Monday, July 17, 2006

Psychedelic Poetry

It's not widely known, but I am a total Philistine when it comes to poetry. Truth told, I'm more Kipling than Keates (peace, denz).

There is one poem which I am particularly fond of, however. As I was drunkenly telling Idealjetsam last night (shortly before I leapt over the table and bit him on the shoulder for disparaging the works of Dostoevsky), I find the following poem to be everything I think good poetry should be: surreal, haunting, picturesque, and, unlike the vast majority of poems written since time immemorial, completely devoid of pretension.

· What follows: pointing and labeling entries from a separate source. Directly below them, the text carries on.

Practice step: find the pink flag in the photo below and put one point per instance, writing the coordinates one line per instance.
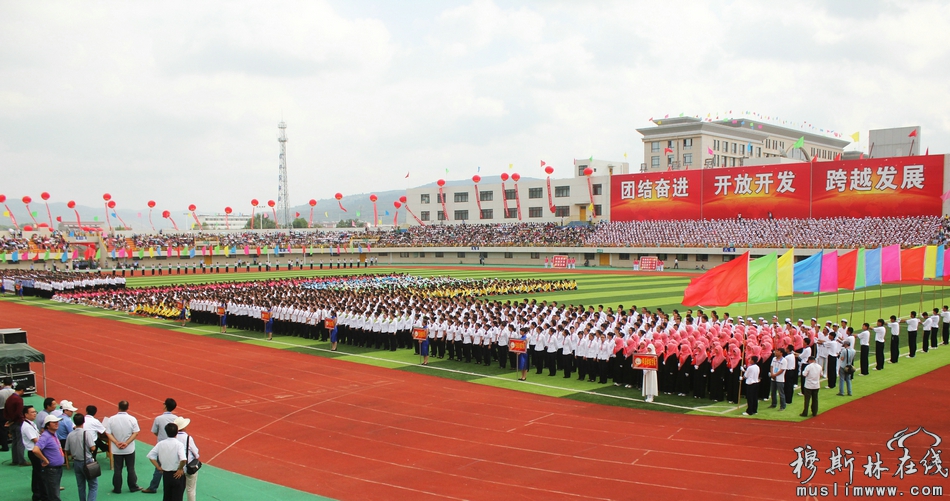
(891, 264)
(829, 272)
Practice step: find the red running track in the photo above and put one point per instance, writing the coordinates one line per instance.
(351, 431)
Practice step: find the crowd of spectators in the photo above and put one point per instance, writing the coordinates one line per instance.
(841, 233)
(836, 233)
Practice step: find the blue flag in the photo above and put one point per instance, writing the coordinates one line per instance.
(872, 267)
(807, 277)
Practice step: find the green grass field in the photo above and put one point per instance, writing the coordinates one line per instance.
(651, 291)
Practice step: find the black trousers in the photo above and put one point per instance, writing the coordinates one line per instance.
(36, 482)
(753, 396)
(865, 358)
(879, 354)
(173, 489)
(811, 395)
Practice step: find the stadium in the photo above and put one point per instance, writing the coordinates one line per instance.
(431, 287)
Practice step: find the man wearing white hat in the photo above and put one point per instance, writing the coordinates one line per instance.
(191, 453)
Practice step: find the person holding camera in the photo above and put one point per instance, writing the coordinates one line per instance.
(845, 367)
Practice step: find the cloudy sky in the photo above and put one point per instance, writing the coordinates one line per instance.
(179, 101)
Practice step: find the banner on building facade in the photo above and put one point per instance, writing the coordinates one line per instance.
(901, 186)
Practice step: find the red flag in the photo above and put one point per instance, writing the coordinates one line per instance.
(723, 285)
(847, 270)
(912, 263)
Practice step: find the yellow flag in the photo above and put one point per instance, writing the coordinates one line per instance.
(930, 262)
(786, 273)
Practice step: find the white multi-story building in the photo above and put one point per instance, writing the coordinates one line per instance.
(570, 198)
(692, 143)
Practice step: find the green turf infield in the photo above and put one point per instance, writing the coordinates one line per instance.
(650, 290)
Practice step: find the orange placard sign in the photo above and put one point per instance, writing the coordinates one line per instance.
(420, 333)
(645, 362)
(518, 345)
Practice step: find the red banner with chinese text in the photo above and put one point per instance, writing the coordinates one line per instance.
(656, 195)
(878, 187)
(754, 192)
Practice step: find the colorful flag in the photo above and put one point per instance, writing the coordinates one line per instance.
(912, 263)
(786, 273)
(847, 269)
(860, 274)
(829, 272)
(808, 274)
(891, 264)
(930, 262)
(723, 285)
(763, 279)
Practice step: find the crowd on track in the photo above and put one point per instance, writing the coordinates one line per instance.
(700, 354)
(841, 233)
(60, 437)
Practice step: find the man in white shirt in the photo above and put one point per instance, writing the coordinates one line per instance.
(122, 430)
(812, 375)
(777, 374)
(752, 384)
(895, 328)
(169, 456)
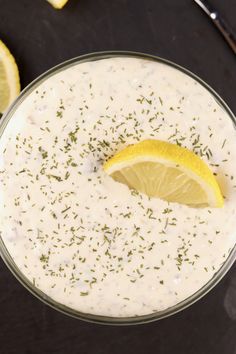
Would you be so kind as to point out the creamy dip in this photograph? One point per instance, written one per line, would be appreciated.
(87, 241)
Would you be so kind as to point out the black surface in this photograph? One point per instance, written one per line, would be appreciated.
(41, 37)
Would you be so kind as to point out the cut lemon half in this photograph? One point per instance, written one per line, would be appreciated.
(9, 78)
(167, 171)
(58, 4)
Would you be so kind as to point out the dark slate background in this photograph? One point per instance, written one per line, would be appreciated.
(41, 37)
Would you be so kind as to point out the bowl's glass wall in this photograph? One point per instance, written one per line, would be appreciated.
(43, 297)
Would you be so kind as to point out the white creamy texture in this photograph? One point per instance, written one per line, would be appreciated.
(87, 241)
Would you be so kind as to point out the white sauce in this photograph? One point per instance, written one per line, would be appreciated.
(87, 241)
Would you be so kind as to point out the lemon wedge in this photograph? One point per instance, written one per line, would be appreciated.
(167, 171)
(9, 78)
(58, 4)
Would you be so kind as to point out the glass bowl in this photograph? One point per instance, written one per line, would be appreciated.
(37, 292)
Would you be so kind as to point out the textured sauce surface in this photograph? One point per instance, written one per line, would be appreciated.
(87, 241)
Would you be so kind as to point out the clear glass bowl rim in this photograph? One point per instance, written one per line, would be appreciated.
(37, 292)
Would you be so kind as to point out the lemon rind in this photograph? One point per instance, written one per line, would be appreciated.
(170, 155)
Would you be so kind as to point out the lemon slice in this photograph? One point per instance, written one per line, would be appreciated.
(9, 78)
(58, 4)
(167, 171)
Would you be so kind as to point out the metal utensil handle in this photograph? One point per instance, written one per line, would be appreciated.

Lads and lasses, I give you Wallace Stevens's The Emperor of Ice-Cream:

Call the roller of big cigars,
The muscular one, and bid him whip
In kitchen cups concupiscent curds.
Let the wenches dawdle in such dress
As they are used to wear, and let the boys
Bring flowers in last month's newspapers.
Let be be finale of seem.
The only emperor is the emperor of ice-cream.

Take from the dresser of deal,
Lacking the three glass knobs, that sheet
On which she embroidered fantails once
And spread it so as to cover her face.
If her horny feet protrude, they come
To show how cold she is, and dumb.
Let the lamp affix its beam.
The only emperor is the emperor of ice-cream.


Now go ahead and marinate on that for a minute.